"It seems difficult to me today, unfortunately, to give a landing zone: (...) today I do not believe I can validly say that we are in a world which will be less uncertain", admitted Wednesday with AFP the boss of URW, Jean-Marie Tritant, on the occasion of the publication of the group's half-year results.
These are bad, unsurprisingly for one of the main global representatives of the world of shopping centers, a sector plagued by the Covid-19 crisis and the multiple confinements or restrictions decreed across the world since early 2020.
In the first half of 2021, URW, which owns nearly a hundred centers in Europe and the United States, further saw its turnover plunge 26,2% to 785 million euros. Its recurring net profit, a benchmark for the real estate sector, fell almost 30% to 472 million.
Because of the closures imposed by the authorities, especially in France where restrictions hit major shopping centers in the spring, tenant brands have often not been able to pay their rents. In the first half of the year, URW only collected three quarters of the amounts due.
"Compared to a semester that we could have thought to be the worst of all", that is to say the first semester of 2020 with very strict confinements as in France, "we are in a worse situation, because we were closed longer and when we were open, we were open with more restrictions, "regretted Mr. Tritant.
The situation, however, is improving: all the group's centers have reopened and, in general, regained attendance close to before the crisis, but URW does not want to give any forecasts for this year.
Not alone in suffering
"Honestly, we do not know to what extent the level of restrictions will not be higher in a few days and in a few weeks," warned the boss of URW, who fears new measures in the face of the emergence of more strains. contagious diseases of the coronavirus responsible for the pandemic, such as the Delta variant.
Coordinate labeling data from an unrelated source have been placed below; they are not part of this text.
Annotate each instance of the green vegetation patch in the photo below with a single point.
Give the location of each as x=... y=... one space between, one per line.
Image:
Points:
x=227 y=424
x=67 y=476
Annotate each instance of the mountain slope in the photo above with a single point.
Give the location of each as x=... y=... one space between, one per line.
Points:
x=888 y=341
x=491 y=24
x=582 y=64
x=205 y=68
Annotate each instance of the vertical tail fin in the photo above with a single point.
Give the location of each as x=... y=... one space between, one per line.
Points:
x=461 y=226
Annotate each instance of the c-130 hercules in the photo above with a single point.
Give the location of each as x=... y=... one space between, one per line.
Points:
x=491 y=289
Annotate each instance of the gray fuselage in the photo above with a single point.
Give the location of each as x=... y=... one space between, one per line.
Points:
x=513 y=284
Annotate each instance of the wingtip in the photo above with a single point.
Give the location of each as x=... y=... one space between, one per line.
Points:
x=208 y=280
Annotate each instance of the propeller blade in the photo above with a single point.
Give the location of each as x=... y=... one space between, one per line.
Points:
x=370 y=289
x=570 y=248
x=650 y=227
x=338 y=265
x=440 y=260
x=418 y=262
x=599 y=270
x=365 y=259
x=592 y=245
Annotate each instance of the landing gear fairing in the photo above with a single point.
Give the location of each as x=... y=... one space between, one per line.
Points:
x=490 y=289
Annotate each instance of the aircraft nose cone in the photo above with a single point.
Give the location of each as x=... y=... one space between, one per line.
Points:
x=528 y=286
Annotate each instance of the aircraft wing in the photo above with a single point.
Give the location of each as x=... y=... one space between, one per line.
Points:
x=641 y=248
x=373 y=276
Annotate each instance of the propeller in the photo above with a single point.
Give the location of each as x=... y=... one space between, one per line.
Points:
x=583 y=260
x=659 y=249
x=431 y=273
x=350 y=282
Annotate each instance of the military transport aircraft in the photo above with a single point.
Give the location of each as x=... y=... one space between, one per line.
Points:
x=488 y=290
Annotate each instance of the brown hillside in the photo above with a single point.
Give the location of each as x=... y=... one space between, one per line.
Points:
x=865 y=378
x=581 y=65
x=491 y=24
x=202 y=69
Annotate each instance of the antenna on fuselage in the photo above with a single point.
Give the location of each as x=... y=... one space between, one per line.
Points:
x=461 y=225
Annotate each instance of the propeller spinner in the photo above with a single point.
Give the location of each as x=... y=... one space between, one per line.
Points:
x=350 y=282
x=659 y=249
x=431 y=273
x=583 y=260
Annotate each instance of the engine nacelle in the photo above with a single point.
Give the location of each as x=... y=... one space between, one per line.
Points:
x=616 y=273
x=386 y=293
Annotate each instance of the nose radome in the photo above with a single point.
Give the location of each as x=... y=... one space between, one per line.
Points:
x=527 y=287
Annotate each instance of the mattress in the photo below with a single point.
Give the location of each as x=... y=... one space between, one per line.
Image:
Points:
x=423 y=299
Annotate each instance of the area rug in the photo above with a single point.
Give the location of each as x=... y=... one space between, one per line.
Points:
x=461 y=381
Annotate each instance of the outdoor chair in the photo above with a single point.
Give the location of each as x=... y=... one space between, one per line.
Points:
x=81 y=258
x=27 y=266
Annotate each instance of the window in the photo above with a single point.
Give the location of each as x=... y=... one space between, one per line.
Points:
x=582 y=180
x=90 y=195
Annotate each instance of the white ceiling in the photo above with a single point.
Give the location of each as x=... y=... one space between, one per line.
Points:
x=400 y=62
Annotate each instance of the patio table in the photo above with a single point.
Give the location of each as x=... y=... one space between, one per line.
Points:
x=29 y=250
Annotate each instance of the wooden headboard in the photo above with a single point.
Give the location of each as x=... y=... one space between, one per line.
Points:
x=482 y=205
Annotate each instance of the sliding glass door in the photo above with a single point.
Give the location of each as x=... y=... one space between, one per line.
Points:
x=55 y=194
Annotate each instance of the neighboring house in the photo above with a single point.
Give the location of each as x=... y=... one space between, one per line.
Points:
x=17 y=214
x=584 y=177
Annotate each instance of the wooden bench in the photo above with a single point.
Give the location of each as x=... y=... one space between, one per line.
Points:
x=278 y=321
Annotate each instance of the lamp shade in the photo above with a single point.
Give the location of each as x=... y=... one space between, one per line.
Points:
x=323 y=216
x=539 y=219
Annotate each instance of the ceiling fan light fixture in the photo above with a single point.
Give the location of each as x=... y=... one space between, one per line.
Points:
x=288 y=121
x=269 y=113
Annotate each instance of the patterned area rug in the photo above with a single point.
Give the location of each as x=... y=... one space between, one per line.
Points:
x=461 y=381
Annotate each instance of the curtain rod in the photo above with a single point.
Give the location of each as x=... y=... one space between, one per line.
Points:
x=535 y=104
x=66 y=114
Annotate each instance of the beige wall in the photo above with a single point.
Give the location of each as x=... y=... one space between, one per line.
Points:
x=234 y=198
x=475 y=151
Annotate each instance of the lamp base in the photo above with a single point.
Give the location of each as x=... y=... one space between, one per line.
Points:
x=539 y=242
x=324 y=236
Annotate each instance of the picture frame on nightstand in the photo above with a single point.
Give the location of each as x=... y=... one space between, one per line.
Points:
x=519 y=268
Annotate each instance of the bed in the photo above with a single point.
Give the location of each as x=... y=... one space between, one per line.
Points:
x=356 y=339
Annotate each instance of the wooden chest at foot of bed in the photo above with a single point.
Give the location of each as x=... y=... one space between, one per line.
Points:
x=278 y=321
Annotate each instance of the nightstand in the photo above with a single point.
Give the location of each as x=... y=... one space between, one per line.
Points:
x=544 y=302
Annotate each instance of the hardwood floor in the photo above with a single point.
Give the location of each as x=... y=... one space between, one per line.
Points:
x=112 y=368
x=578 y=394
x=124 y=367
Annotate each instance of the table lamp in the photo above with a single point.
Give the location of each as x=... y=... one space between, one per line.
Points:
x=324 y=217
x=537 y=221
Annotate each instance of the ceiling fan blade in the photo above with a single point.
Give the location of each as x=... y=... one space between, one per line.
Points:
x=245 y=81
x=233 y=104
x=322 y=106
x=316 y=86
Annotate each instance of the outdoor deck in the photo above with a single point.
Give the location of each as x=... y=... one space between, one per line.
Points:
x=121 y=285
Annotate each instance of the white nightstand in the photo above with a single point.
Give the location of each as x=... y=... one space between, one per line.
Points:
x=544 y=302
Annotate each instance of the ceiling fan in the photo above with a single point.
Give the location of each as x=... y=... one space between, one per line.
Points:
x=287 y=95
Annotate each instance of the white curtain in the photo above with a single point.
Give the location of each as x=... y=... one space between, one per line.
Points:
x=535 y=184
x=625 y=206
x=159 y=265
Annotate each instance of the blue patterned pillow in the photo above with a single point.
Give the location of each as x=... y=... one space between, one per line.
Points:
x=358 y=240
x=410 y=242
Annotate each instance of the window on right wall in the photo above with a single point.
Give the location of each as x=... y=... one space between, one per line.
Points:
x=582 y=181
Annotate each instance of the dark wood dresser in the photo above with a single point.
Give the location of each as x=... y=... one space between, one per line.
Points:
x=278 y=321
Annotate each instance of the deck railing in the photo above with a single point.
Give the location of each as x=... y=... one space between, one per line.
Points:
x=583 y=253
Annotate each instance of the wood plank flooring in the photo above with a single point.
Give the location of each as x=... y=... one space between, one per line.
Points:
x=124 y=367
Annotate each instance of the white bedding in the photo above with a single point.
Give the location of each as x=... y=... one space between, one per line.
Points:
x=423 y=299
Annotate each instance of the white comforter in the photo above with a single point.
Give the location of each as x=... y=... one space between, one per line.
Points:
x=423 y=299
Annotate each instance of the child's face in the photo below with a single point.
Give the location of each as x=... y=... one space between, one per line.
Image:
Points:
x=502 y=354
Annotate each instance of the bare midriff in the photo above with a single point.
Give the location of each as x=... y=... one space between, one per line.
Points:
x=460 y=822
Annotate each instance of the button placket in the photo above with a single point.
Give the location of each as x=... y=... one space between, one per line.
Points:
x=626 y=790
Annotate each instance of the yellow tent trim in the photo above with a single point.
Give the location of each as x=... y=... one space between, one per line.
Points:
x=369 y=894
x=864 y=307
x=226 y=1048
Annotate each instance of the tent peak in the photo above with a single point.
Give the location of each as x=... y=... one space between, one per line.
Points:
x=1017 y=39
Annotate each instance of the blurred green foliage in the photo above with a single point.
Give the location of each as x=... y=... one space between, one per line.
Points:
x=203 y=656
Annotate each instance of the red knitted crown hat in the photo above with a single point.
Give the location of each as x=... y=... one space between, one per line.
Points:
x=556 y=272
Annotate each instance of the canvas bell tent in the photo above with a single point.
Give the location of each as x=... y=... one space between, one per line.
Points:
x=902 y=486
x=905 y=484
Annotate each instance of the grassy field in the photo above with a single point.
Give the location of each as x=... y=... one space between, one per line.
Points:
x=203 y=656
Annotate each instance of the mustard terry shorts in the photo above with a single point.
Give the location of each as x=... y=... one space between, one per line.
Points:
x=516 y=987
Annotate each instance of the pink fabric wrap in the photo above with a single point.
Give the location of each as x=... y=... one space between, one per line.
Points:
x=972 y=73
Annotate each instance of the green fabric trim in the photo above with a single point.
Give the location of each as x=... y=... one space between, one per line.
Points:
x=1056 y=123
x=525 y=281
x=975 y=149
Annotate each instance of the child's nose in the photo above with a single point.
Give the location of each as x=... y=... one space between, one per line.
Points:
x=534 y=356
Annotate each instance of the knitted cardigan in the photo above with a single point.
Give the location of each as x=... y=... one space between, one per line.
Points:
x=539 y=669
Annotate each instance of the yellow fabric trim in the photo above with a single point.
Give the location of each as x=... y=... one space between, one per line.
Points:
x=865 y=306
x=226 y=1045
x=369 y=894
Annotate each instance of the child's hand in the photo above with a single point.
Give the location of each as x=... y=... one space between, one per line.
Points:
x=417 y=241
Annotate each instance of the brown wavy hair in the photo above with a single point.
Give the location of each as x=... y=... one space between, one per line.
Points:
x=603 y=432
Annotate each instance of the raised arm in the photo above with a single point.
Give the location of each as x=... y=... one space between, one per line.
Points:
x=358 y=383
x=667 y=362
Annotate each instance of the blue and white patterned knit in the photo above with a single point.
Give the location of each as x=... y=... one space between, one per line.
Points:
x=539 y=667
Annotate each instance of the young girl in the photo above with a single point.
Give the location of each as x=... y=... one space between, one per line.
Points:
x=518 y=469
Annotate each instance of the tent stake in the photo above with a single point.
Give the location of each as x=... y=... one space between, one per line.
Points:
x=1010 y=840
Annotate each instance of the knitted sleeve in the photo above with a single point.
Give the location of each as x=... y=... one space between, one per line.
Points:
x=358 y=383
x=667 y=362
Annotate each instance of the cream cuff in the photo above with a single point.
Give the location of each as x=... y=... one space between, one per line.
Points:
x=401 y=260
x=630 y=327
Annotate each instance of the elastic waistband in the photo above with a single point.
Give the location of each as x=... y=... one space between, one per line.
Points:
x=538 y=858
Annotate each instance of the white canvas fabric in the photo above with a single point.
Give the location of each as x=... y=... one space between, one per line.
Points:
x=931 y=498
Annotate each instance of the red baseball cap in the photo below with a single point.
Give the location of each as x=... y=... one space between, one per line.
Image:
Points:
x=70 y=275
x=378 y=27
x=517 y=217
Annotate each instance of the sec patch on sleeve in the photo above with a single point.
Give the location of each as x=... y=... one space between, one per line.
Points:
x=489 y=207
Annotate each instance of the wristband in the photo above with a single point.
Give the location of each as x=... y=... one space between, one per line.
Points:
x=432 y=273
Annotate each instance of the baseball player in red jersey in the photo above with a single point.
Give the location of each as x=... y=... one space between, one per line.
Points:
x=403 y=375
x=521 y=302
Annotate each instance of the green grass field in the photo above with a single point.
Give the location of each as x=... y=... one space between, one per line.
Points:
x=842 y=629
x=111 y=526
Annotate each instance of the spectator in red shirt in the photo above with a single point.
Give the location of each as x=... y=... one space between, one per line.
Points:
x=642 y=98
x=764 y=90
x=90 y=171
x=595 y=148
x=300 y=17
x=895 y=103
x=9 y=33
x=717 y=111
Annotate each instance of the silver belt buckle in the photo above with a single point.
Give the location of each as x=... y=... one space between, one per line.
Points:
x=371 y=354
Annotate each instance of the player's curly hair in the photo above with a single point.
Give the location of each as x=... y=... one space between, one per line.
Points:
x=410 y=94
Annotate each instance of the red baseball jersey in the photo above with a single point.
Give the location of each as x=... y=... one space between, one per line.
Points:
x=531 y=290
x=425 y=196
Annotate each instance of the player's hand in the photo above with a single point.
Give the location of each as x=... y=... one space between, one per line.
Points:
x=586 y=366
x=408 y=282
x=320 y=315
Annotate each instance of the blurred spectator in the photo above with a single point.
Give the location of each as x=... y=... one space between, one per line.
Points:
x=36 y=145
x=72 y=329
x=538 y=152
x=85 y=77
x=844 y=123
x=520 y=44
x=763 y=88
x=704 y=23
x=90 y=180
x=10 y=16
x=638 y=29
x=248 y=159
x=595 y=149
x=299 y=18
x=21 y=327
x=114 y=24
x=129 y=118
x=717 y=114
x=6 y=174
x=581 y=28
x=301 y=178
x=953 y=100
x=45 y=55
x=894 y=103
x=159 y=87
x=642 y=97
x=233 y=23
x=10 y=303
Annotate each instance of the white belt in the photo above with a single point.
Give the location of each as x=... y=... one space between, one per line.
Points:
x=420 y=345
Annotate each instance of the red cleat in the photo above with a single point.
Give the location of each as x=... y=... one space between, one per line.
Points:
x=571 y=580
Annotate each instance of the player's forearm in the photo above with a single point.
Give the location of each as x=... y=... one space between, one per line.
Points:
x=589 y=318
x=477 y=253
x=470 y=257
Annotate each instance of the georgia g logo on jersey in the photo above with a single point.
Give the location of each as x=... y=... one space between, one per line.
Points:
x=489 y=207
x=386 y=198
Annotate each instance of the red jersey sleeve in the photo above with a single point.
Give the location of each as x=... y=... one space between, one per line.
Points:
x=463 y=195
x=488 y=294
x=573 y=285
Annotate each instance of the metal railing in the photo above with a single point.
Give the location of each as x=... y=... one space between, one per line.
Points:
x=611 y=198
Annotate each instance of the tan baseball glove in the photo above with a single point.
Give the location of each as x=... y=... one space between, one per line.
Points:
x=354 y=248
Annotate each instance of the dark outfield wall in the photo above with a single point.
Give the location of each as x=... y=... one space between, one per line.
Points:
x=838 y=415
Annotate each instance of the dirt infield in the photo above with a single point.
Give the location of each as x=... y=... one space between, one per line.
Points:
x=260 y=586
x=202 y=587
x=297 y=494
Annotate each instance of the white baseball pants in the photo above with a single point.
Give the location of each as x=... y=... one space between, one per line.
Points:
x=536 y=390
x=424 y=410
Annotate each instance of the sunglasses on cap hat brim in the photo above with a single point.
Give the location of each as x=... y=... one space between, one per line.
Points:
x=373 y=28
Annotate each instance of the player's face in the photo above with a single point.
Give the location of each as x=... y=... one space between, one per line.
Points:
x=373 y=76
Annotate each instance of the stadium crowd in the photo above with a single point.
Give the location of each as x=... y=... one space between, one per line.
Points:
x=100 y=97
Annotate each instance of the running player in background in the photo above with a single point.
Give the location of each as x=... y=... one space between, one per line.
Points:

France, in particular, will implement a health pass, even if it will ultimately be up to the prefects to decide whether or not to impose it for large shopping centers, assuming that this measure is validated by the Constitutional Council in early August.
URW is not alone in suffering. Its main competitor, Klépierre - with a similar profile but no presence in the United States - announced Tuesday a drop of 45% of its net current profit in the first half, to 248,1 million euros.
Mercialys, a French property company specializing in shopping centers, has seen the value of its portfolio fall by 2,2% over six months, to 3,2 billion euros, and its net income fall by 4,5%, compared to at the same period in 2020.
But URW also faces very specific problems. He is emerging from a violent conflict at his head last year, after which Mr. Tritant's predecessor, Christophe Cuvillier, was forced to leave.
The slingers, led by the former boss Léon Bressler and by the businessman Xavier Niel, asked URW to reverse the takeover in 2018 of the American centers of Westfield, a gigantic operation - around twenty billion euros - which has never convinced the markets.
They won. Mr. Bressler took over the chairmanship of the supervisory board, which in the process appointed Mr. Tritant, a pillar of the group which dealt with the American market.
But massive sales are pending in the United States for the time being, apart from a few small centers, although the group promises a "radical" reduction in its presence there, and therefore of its main establishments.
"We do not want to get rid of it for a symbolic euro, it still has a real value, a real quality", explained Mr. Tritant, who is counting on large operations in 2022, once the market has returned to strength. carrier.
In the meantime, the group is already tightening its belt: it has sold many assets in Europe, especially in its small office activity, which has also weighed on its accounts by depriving it of rents.